The architecture applies to any deployment where the LLM emits structured tool invocations and the application executes them. LangChain agents, LlamaIndex agents, the OpenAI Assistants API, and the Anthropic Messages API with tools all fit the same pattern. The framework that orchestrates the agent loop runs on top of the HTTP layer where the gateway sits. The gateway sees the function calls the model requests and the results the application returns, regardless of the orchestration framework.
- How does this affect latency?
The per-tool policy evaluation adds policy decision time to each tool invocation. The evaluation runs in single-digit milliseconds for pattern-based and table-based policy checks. The overhead is small relative to the tool invocation time, which is typically tens or hundreds of milliseconds for a database query and seconds for an external API call. The gateway runs the policy decision in parallel with any non-blocking pre-fetch work, so the marginal latency in production deployments is below five milliseconds per tool invocation.
- What happens when the model invents a tool argument that the user is not authorized to use?
The argument constraint policy fires at inspection point two. A
send_email(to=ceo@company.com)invocation from a support tier-1 user whose permitted recipients do not include the CEO produces a deny decision before the application executes the tool. The model receives a tool_result describing the policy denial, and the model adjusts its next turn accordingly. The application never executes the unauthorized tool. The audit record captures the attempt.- How do you handle tools that call other LLMs?
A tool that itself calls an LLM is a recursive case. The outer LLM emits a tool_use block, the application executes the tool by calling another LLM, and the inner LLM call goes through the gateway the same way as any other LLM call. The audit trail nests the inner call inside the outer one through the request_id chain. The policy applies at each layer. A deployment that uses multi-model orchestration with policy enforcement at every layer produces an audit trail that reconstructs the full call graph.

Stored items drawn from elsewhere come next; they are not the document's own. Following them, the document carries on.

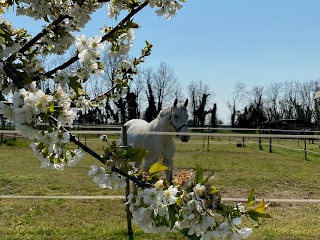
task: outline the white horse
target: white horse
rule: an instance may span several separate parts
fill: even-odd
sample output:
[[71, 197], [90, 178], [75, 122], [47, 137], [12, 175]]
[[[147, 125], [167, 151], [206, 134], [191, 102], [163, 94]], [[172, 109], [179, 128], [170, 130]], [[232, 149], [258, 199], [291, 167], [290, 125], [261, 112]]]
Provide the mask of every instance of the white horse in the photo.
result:
[[[176, 145], [173, 135], [148, 134], [152, 132], [188, 132], [187, 112], [188, 99], [184, 104], [178, 103], [176, 99], [172, 106], [169, 106], [158, 114], [158, 116], [148, 123], [142, 119], [132, 119], [124, 124], [127, 127], [127, 144], [134, 148], [144, 148], [147, 154], [142, 164], [142, 169], [148, 170], [152, 164], [159, 161], [162, 156], [163, 163], [169, 166], [166, 171], [166, 178], [172, 181], [173, 156]], [[178, 136], [182, 142], [189, 140], [189, 135]], [[122, 143], [122, 137], [121, 137]], [[120, 143], [120, 144], [121, 144]]]

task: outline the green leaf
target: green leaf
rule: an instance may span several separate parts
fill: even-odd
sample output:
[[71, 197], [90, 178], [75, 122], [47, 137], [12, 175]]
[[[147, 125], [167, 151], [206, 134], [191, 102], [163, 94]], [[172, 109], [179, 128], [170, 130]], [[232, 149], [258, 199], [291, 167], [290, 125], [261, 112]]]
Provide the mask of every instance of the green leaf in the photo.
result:
[[54, 103], [50, 103], [49, 107], [48, 107], [48, 111], [52, 114], [54, 113]]
[[255, 201], [254, 189], [252, 188], [251, 192], [249, 193], [249, 196], [248, 196], [248, 201], [247, 201], [247, 204], [246, 204], [246, 208], [252, 206], [252, 204], [254, 204], [254, 201]]
[[168, 206], [168, 212], [169, 212], [169, 219], [170, 219], [170, 229], [172, 229], [174, 227], [174, 224], [177, 220], [177, 216], [176, 216], [176, 211], [175, 211], [175, 207], [174, 205], [169, 205]]
[[264, 199], [262, 199], [262, 201], [259, 203], [259, 205], [255, 208], [253, 208], [256, 212], [264, 212], [265, 208], [265, 204], [264, 204]]
[[248, 213], [249, 217], [256, 222], [258, 222], [259, 217], [260, 218], [271, 218], [269, 213], [267, 213], [267, 212], [258, 213], [258, 212], [253, 211], [253, 209], [249, 210], [247, 213]]
[[197, 168], [197, 172], [196, 172], [196, 176], [195, 176], [195, 181], [196, 181], [197, 184], [198, 183], [202, 184], [204, 182], [204, 180], [203, 180], [203, 169], [199, 164], [196, 165], [196, 168]]
[[210, 189], [211, 194], [216, 194], [218, 192], [218, 190], [214, 186], [211, 186]]
[[176, 206], [182, 208], [182, 195], [177, 198]]
[[78, 77], [70, 77], [69, 78], [69, 86], [75, 91], [78, 95], [79, 89], [82, 89], [81, 84], [78, 82]]
[[122, 153], [122, 156], [130, 162], [141, 161], [146, 155], [147, 150], [144, 148], [129, 148]]
[[265, 211], [264, 200], [259, 203], [259, 205], [253, 209], [247, 211], [249, 217], [255, 221], [258, 221], [258, 218], [271, 218], [270, 214]]
[[163, 164], [161, 161], [158, 161], [154, 164], [152, 164], [152, 166], [149, 169], [149, 173], [153, 174], [153, 173], [159, 173], [161, 171], [166, 171], [169, 170], [169, 166]]

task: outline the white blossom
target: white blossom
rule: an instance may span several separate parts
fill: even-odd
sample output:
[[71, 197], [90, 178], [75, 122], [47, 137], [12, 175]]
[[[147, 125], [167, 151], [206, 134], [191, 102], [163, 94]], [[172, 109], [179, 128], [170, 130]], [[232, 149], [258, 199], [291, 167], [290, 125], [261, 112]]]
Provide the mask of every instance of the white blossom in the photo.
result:
[[174, 204], [177, 200], [178, 188], [170, 186], [168, 189], [164, 190], [162, 193], [162, 201], [166, 205]]
[[84, 153], [80, 149], [76, 149], [73, 152], [69, 150], [66, 154], [70, 155], [70, 159], [68, 161], [69, 167], [74, 167], [75, 165], [77, 165], [77, 163], [84, 156]]
[[90, 37], [88, 39], [88, 49], [97, 49], [102, 51], [104, 49], [104, 44], [101, 42], [102, 37], [97, 35], [95, 37]]
[[79, 52], [82, 52], [84, 49], [88, 47], [86, 35], [81, 34], [75, 37], [75, 47]]
[[50, 134], [51, 142], [49, 144], [48, 150], [50, 153], [60, 155], [63, 150], [64, 144], [69, 142], [70, 135], [68, 132], [62, 132], [60, 130], [52, 132]]
[[204, 185], [201, 184], [197, 184], [194, 188], [193, 191], [198, 194], [199, 196], [201, 196], [203, 193], [205, 193], [206, 191], [206, 187]]
[[132, 47], [134, 40], [134, 31], [129, 29], [126, 33], [118, 36], [117, 44], [111, 44], [108, 54], [112, 57], [126, 55]]

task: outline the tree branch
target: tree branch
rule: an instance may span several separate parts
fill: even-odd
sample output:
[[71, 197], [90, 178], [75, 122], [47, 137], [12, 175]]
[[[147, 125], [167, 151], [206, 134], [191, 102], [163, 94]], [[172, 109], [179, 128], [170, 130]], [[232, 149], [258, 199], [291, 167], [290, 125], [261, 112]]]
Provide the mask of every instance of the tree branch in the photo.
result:
[[[65, 128], [63, 128], [64, 131], [67, 131]], [[86, 145], [84, 145], [82, 142], [80, 142], [72, 133], [69, 132], [69, 136], [70, 136], [70, 142], [73, 142], [74, 144], [76, 144], [77, 146], [79, 146], [82, 150], [84, 150], [85, 152], [89, 153], [91, 156], [93, 156], [94, 158], [96, 158], [97, 160], [99, 160], [102, 164], [105, 164], [105, 162], [103, 161], [103, 158], [96, 153], [95, 151], [93, 151], [91, 148], [87, 147]], [[132, 182], [134, 182], [136, 185], [138, 185], [139, 187], [148, 187], [149, 185], [141, 182], [140, 180], [138, 180], [137, 178], [135, 178], [134, 176], [129, 175], [128, 173], [122, 171], [119, 168], [113, 168], [112, 169], [114, 172], [130, 179]]]
[[7, 60], [6, 62], [13, 62], [15, 60], [15, 56], [18, 53], [24, 53], [27, 51], [30, 47], [32, 47], [40, 38], [44, 37], [48, 32], [49, 29], [55, 28], [58, 24], [60, 24], [63, 20], [66, 18], [70, 18], [68, 15], [61, 15], [59, 16], [56, 20], [54, 20], [49, 26], [46, 28], [43, 28], [40, 33], [38, 33], [34, 38], [32, 38], [29, 42], [27, 42], [24, 46], [22, 46], [17, 52], [13, 53]]
[[[124, 23], [126, 23], [128, 20], [130, 20], [130, 18], [132, 18], [135, 14], [137, 14], [139, 11], [141, 11], [144, 7], [146, 7], [148, 5], [148, 1], [145, 1], [143, 4], [141, 4], [139, 7], [137, 7], [136, 9], [133, 9], [124, 19], [122, 19], [122, 21], [120, 23], [117, 24], [117, 26], [115, 26], [110, 32], [108, 32], [107, 34], [105, 34], [102, 37], [101, 42], [106, 41], [110, 36], [112, 36], [112, 34], [114, 34], [116, 31], [118, 31], [118, 29], [120, 28], [121, 25], [123, 25]], [[72, 58], [70, 58], [67, 62], [63, 63], [62, 65], [56, 67], [55, 69], [52, 69], [48, 72], [46, 72], [44, 74], [44, 76], [46, 77], [50, 77], [52, 74], [54, 74], [57, 70], [62, 70], [65, 69], [67, 67], [69, 67], [71, 64], [73, 64], [74, 62], [76, 62], [79, 59], [78, 55], [73, 56]]]
[[19, 89], [23, 88], [23, 85], [21, 83], [21, 79], [14, 72], [12, 72], [12, 70], [7, 66], [7, 64], [5, 62], [3, 63], [3, 70], [8, 75], [8, 77], [12, 79], [13, 84], [17, 88], [19, 88]]
[[70, 58], [68, 61], [66, 61], [65, 63], [63, 63], [62, 65], [56, 67], [55, 69], [52, 69], [52, 70], [46, 72], [46, 73], [44, 74], [44, 76], [45, 76], [45, 77], [51, 77], [52, 74], [54, 74], [56, 71], [62, 70], [62, 69], [65, 69], [65, 68], [69, 67], [72, 63], [75, 63], [78, 59], [79, 59], [78, 55], [73, 56], [73, 57]]
[[[99, 2], [108, 2], [108, 0], [105, 1], [99, 1]], [[145, 6], [148, 5], [148, 2], [145, 1], [143, 4], [141, 4], [139, 7], [137, 7], [136, 9], [133, 9], [115, 28], [113, 28], [110, 32], [108, 32], [107, 34], [105, 34], [102, 38], [102, 42], [106, 41], [112, 34], [114, 34], [121, 25], [123, 25], [124, 23], [126, 23], [131, 17], [133, 17], [136, 13], [138, 13], [140, 10], [142, 10]], [[19, 89], [23, 88], [22, 85], [22, 81], [21, 79], [10, 69], [10, 67], [7, 65], [7, 63], [9, 62], [13, 62], [15, 60], [15, 56], [18, 53], [24, 53], [26, 50], [28, 50], [31, 46], [33, 46], [40, 38], [42, 38], [43, 36], [45, 36], [49, 29], [52, 27], [57, 26], [59, 23], [61, 23], [64, 19], [68, 18], [69, 16], [67, 15], [61, 15], [59, 16], [55, 21], [53, 21], [48, 27], [44, 28], [38, 35], [36, 35], [34, 38], [32, 38], [29, 42], [27, 42], [23, 47], [21, 47], [17, 52], [15, 52], [14, 54], [12, 54], [5, 62], [3, 62], [3, 70], [5, 71], [5, 73], [8, 75], [9, 78], [12, 79], [14, 85], [16, 87], [18, 87]], [[67, 62], [65, 62], [64, 64], [62, 64], [61, 66], [48, 71], [47, 73], [44, 74], [44, 76], [46, 77], [50, 77], [52, 74], [54, 74], [57, 70], [62, 70], [68, 66], [70, 66], [72, 63], [76, 62], [78, 60], [78, 56], [73, 56], [72, 58], [70, 58]], [[56, 121], [56, 119], [53, 118], [54, 121]], [[63, 130], [65, 132], [67, 132], [67, 130], [65, 128], [63, 128]], [[96, 158], [97, 160], [99, 160], [101, 163], [105, 164], [103, 158], [96, 153], [95, 151], [93, 151], [91, 148], [87, 147], [86, 145], [84, 145], [83, 143], [81, 143], [73, 134], [71, 134], [69, 132], [69, 136], [70, 136], [70, 142], [73, 142], [74, 144], [76, 144], [77, 146], [79, 146], [81, 149], [83, 149], [85, 152], [89, 153], [91, 156], [93, 156], [94, 158]], [[113, 169], [114, 172], [130, 179], [132, 182], [134, 182], [136, 185], [140, 186], [140, 187], [147, 187], [149, 186], [148, 184], [141, 182], [140, 180], [138, 180], [137, 178], [123, 172], [121, 169], [118, 168], [114, 168]]]

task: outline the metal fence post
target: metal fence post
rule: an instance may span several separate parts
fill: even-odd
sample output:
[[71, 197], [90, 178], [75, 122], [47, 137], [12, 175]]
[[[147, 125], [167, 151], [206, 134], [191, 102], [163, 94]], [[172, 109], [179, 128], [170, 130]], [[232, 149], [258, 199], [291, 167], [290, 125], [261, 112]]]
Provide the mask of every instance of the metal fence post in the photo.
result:
[[[126, 147], [128, 145], [127, 141], [127, 127], [122, 126], [122, 146]], [[128, 196], [130, 194], [130, 180], [126, 179], [127, 186], [126, 186], [126, 201], [128, 201]], [[129, 205], [126, 205], [126, 211], [127, 211], [127, 226], [128, 226], [128, 238], [129, 240], [133, 239], [133, 230], [132, 230], [132, 222], [131, 222], [131, 212], [129, 209]]]

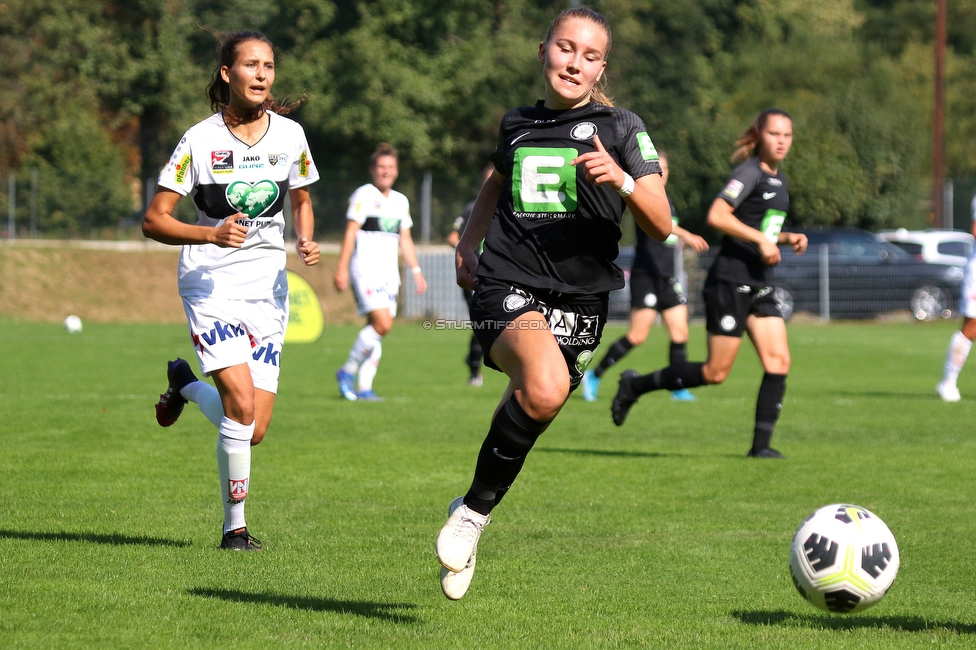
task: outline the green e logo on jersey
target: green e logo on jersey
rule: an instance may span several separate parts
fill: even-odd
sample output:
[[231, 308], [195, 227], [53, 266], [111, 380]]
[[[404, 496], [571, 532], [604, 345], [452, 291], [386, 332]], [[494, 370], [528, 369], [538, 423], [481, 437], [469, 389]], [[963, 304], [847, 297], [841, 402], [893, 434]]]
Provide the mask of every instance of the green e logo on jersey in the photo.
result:
[[640, 147], [644, 160], [658, 160], [657, 149], [654, 148], [651, 136], [647, 135], [646, 131], [637, 134], [637, 146]]
[[574, 212], [579, 152], [572, 148], [522, 147], [512, 167], [512, 202], [516, 212]]
[[766, 210], [759, 230], [766, 235], [766, 239], [775, 244], [779, 241], [779, 232], [783, 229], [785, 221], [786, 213], [782, 210]]

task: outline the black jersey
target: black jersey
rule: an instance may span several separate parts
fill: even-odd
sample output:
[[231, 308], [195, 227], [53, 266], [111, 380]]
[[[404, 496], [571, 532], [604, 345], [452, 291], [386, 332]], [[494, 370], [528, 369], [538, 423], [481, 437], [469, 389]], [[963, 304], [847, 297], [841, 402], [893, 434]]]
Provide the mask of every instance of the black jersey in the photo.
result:
[[[671, 206], [671, 224], [678, 225], [678, 214], [668, 197]], [[663, 242], [658, 241], [637, 226], [637, 245], [634, 247], [634, 269], [646, 271], [658, 278], [674, 277], [674, 245], [678, 243], [678, 236], [668, 235]]]
[[[474, 210], [474, 201], [468, 201], [461, 208], [461, 216], [454, 220], [454, 225], [452, 226], [454, 230], [457, 231], [458, 235], [464, 234], [464, 229], [468, 225], [468, 219], [471, 218], [471, 212]], [[478, 248], [475, 249], [476, 255], [481, 255], [481, 247], [484, 246], [484, 242], [478, 244]]]
[[586, 180], [570, 162], [595, 151], [593, 136], [635, 179], [660, 174], [657, 151], [639, 117], [590, 102], [550, 110], [540, 101], [502, 118], [491, 155], [506, 178], [478, 276], [570, 294], [624, 286], [613, 263], [626, 204], [610, 185]]
[[[777, 241], [790, 209], [783, 172], [767, 174], [759, 158], [750, 158], [735, 168], [718, 198], [732, 206], [732, 214], [739, 221], [761, 231], [770, 241]], [[769, 267], [763, 262], [759, 247], [729, 235], [722, 238], [722, 247], [709, 275], [750, 286], [769, 284]]]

- Does the tool-use record carry enough information for EU AI Act Article 12?
The Article 12 record is required to be detailed enough to reconstruct the AI system's decisions. A tool-use sequence is part of the decision. A record that captures the LLM request, the tool invocations the model asked for, the policy decisions, the tool results with classification, and the final outcome satisfies the reconstruction requirement. The identity context, the policy version, and the tamper-evident signature complete the record shape Article 12 expects.